2026-03-21

Replaced a signal-deduplication pipeline that looked messy with one that looked clean. Production LLM cost jumped from $0.84/day to $3.50/day. Signal volume for one ticker (Rocket Lab) went from 3 entries/day to 69 entries/day. Reverted in two days, deleted 1,629 lines of the new architecture, and shipped a narrower variant that swapped only one stage.

The pipeline pulls articles from 50+ financial news sources every two hours, parses each into structured signals, and dedupes before synthesis. The old version did dedup in three stages. A title-similarity clusterer grouped articles into events at a SequenceMatcher threshold of 0.45. An LLM extracted signals per event, one call per event regardless of how many articles landed there. A final batched LLM dedup catch caught cross-title duplicates at the signal layer. A pre-work investigation found three real leaks: cross-title dupes the title clusterer missed, signals split across the 48-hour event window, and occasional hallucinated IDs from the LLM dedup catch.
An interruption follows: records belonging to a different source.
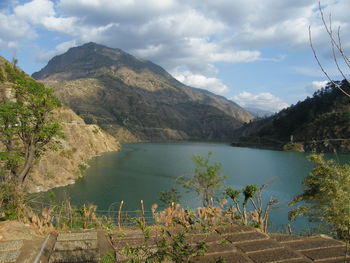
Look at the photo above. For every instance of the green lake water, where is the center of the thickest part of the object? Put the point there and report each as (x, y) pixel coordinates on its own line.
(143, 170)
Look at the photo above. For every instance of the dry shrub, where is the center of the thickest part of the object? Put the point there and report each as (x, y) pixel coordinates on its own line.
(210, 215)
(172, 215)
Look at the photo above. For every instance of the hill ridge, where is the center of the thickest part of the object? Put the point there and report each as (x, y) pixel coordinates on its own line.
(127, 95)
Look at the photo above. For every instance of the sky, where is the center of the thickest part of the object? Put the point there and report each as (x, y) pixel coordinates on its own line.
(254, 52)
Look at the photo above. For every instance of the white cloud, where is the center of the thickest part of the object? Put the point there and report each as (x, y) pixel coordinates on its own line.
(35, 11)
(264, 101)
(13, 31)
(44, 56)
(199, 81)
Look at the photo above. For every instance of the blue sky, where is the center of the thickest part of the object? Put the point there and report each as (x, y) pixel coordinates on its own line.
(254, 52)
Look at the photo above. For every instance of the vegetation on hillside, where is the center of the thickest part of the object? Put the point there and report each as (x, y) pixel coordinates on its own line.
(319, 123)
(27, 128)
(326, 196)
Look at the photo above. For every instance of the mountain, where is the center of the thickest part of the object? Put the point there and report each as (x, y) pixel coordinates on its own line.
(259, 113)
(135, 99)
(81, 142)
(320, 123)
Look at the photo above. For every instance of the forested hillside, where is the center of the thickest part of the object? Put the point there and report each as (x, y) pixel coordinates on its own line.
(320, 123)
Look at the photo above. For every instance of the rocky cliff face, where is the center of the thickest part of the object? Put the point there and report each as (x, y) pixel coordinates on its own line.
(135, 99)
(318, 124)
(81, 142)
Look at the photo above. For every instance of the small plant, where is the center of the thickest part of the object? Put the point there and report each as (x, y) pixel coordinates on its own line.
(169, 197)
(206, 179)
(171, 247)
(258, 217)
(109, 257)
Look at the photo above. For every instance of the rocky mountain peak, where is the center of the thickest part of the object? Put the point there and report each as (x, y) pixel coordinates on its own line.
(119, 91)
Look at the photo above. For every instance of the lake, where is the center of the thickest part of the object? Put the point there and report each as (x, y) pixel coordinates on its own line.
(143, 170)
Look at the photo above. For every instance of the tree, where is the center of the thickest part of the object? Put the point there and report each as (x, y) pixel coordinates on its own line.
(206, 179)
(337, 51)
(326, 195)
(253, 194)
(169, 197)
(27, 127)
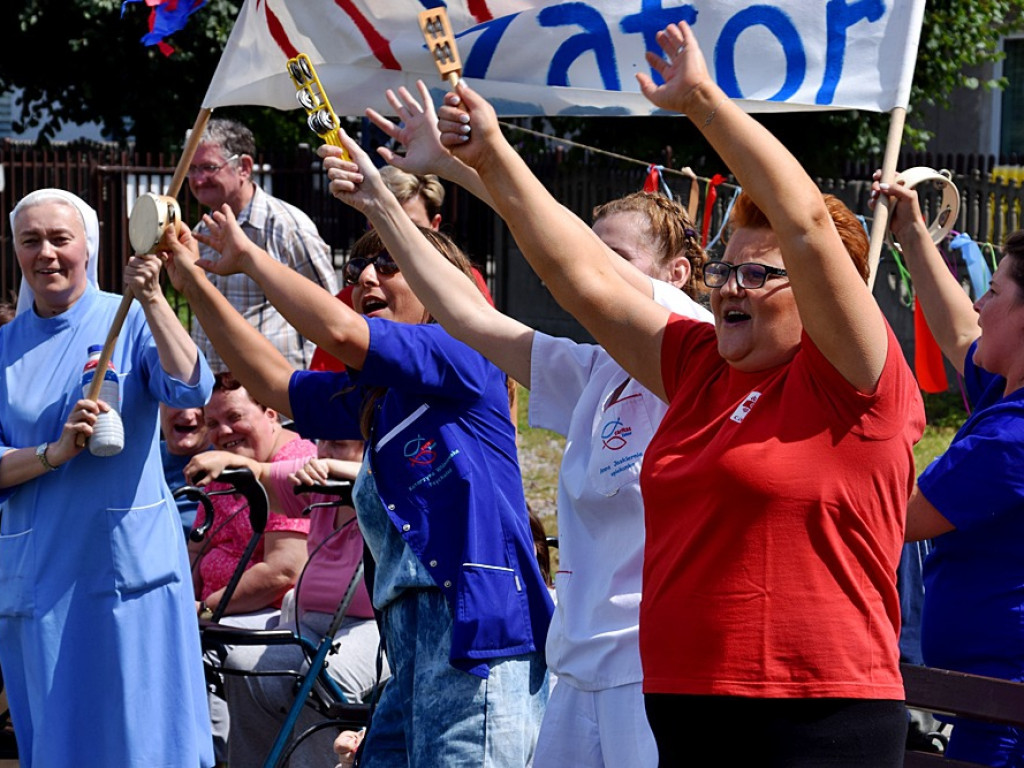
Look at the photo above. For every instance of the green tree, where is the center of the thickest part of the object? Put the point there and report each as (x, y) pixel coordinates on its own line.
(87, 64)
(956, 40)
(80, 60)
The cleaner architecture replaced the title clusterer and the LLM dedup catch with one embedding clusterer that ran at the article layer, before extraction, with a cosine threshold of 0.75. Two stages collapsed into one. Prevent duplication at the source.

What I had not measured was what the messy thing was silently doing. The old title-clusterer at 0.45 was much more aggressive than the new embedding clusterer at 0.75. “Very similar” articles in embedding space are not the same articles by topic; they are just close. The new clusterer split apart articles the old one had merged. That meant one extraction call per article instead of one per event, roughly 3x more upstream extraction calls. Then 4x more surviving signals drove 4x more entity-update calls downstream. The summarize-entity stage cost went from $0.01-0.05 per cycle to $0.10-0.25 per cycle. Each layer of the cascade was a separate cost multiplier, none of which I had modeled, because the old pipeline’s grouping was not visible as architecture. It was visible only as the LLM call count, which had been low.
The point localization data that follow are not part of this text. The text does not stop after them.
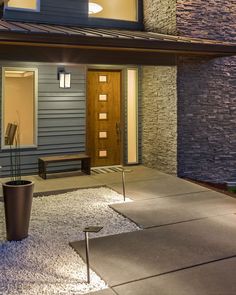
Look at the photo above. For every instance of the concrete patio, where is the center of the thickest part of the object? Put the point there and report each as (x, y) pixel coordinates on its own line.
(187, 245)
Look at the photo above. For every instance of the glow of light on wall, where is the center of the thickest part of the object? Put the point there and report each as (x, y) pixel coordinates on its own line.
(132, 116)
(94, 8)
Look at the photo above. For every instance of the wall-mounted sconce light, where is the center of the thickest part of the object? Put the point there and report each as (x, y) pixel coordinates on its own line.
(94, 8)
(64, 78)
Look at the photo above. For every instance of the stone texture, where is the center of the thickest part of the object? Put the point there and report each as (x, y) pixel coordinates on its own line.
(160, 16)
(159, 118)
(206, 95)
(212, 19)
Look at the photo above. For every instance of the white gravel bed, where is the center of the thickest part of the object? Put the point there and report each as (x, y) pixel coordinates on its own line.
(44, 263)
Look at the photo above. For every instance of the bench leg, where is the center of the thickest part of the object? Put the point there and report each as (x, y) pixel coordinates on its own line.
(42, 169)
(85, 166)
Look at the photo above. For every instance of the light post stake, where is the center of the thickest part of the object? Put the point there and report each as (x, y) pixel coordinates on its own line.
(87, 230)
(87, 256)
(123, 183)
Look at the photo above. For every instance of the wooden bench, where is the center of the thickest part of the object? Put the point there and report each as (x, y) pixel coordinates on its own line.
(44, 161)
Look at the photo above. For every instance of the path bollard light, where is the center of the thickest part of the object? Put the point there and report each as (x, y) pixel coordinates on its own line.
(87, 230)
(123, 181)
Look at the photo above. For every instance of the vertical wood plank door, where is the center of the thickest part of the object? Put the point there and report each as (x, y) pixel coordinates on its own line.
(103, 117)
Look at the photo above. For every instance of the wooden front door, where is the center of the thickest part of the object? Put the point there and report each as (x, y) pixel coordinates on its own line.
(103, 117)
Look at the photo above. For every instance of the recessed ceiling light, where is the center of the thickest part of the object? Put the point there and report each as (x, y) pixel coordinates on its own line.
(94, 8)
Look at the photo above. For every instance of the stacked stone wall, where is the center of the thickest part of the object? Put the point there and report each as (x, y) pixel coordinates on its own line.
(159, 118)
(160, 16)
(207, 95)
(159, 105)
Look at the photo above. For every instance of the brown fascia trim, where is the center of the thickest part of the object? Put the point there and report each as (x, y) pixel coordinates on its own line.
(101, 43)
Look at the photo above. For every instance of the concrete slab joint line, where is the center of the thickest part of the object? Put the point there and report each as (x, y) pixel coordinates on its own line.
(160, 250)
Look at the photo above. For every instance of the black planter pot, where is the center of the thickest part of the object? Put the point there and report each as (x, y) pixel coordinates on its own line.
(18, 197)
The revert kept the old event clusterer plus per-event extraction and swapped only the final dedup catch (an LLM-batched call) for an embedding cosine check that ran on the smaller signal volume. Embedding cost is now around $0.002/day. Same dedup quality, no upstream cascade.

The trap was conflating “theoretically cleaner data flow” with “practically better.” Architectural waste, like extracting a duplicate before deduping it, is visible and quantifiable. Architectural batching, like grouping articles into events so a single extraction call covers all of them, is invisible until you remove it. The first looks like obvious work to do. The second is the work.